1. Network Architecture and Design Principles

EMedNeXt adopts a 3D U-Net–style encoder–decoder structure underpinned by ConvNeXt-inspired blocks and builds on the fully automated nnU-Net v2 configuration paradigm. The core architectural features include:

• Input Handling: Four MRI modalities (FLAIR, T1, T1ce, T2) and an optional "foreground" channel are harmonized into a region of interest (ROI) of $160\times160\times128$ voxels—an explicit enlargement over the prior 128³ input, facilitating contextual modeling of large or multi-focal SSA tumors.
• Encoder Path: This consists of four stages, each implemented as a MedNeXt V2 block: depthwise $3\times3\times3$ convolution, pointwise (1×1×1) channel expansion, Instance Normalization (IN), GELU activation, and further pointwise projection. Down-sampling is realized via strided convolution or pooling.
• Bottleneck: The deepest layer utilizes the same MedNeXt V2 block, sans further resolution change.
• Decoder Path: Mirrored to the encoder, it incorporates up-sampling (via transposed convolution), skip-concatenation with encoder features, and MedNeXt V2 blocks.
• Deep Supervision: Three auxiliary segmentation heads generate intermediate outputs by tapping decoder features at progressively coarser levels, in addition to the final full-resolution prediction.
• Mathematical Operations: The architecture explicitly defines key operations as follows:
  • 3D convolution:

  $$(\text{Conv} * x)(u,v,w) = \sum_{i,j,k} K(i,j,k)\,x(u{-}i,v{-}j,w{-}k)$$ - Depthwise-separable block:

  $$y = PW1(DW(K_{dw}, x));\ z = IN(y),\ q = GELU(z),\ r = PW2(q)$$ - Instance Normalization:

  $$IN(x) = \gamma\frac{(x-\mu_{C})}{\sqrt{\sigma_{C}^{2}+\epsilon}}+\beta$$

The enlarged ROI specifically improves sensitivity to extensive and multifocal disease phenotypes prevalent in the SSA dataset.

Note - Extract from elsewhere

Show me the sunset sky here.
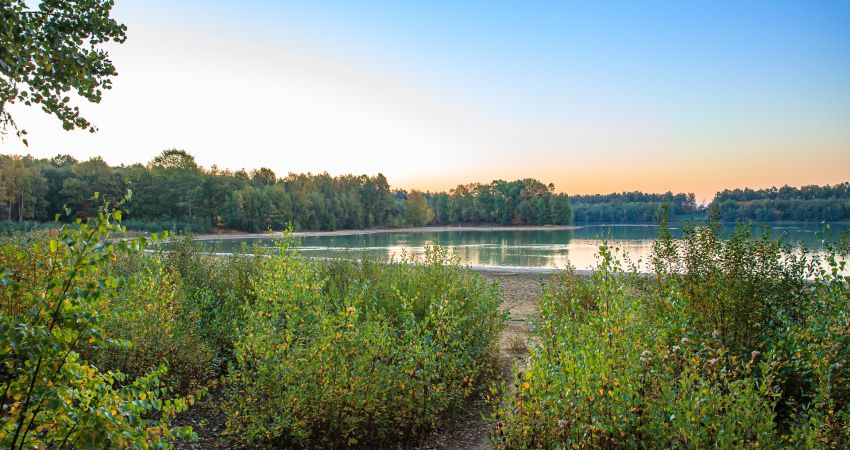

2. Supervision and Training Objective

Training is governed by a composite deep supervision loss, fostering stable gradient flow even with annotation scarcity.

• Hybrid Loss: Each output (main and auxiliary) uses a Dice–Focal hybrid loss augmented with a boundary-aware penalty term:

$$L_{\text{main}} = L_{\text{Dice-Focal}}(p, g) + 0.5\,L_{\text{boundary}}(p, g)$$

$$L_{\text{boundary}}(p,g) = \|\nabla_{\text{Sobel}}(p) - \nabla_{\text{Sobel}}(g)\|_2^2$$

• Deep Supervision Weighting: Auxiliary losses are weighted by powers of two ($w_i = 2^{-i}$) to prioritize finer resolutions.

• Total Loss:

$$L_{\text{total}} = \alpha_{\text{final}} L_{\text{main}}(p^{(0)},g) + \sum_{i=1}^{n-1} \beta_{i} L_{\text{sup}}(p^{(i)},g)$$

This approach enhances model trainability, particularly when decoder-focused fine-tuning is needed due to limited SSA labels.

3. Data Pipeline and Training Configuration

EMedNeXt is designed for scarcity and domain shift, with aggressive data preprocessing and calibrated training regimens.

• Datasets: Pre-training utilizes 1,195 PPTAG high-quality 4-modality glioma scans and 60 SSA cases for training, with 219 PPTAG and 35 SSA validation examples.

• Preprocessing Sequence:

1. Denoising and negative outlier clipping, resetting extreme values to zero. 2. Channel-wise z-score normalization on nonzero voxels. 3. Cubic resampling to isotropic 1.0 mm, cropped/padded to $160\times160\times128$. 4. Multi-channel stacking: [FLAIR, T1, T1ce, T2, aggregated_foreground_mask]. 5. Output in parallelized NumPy formats.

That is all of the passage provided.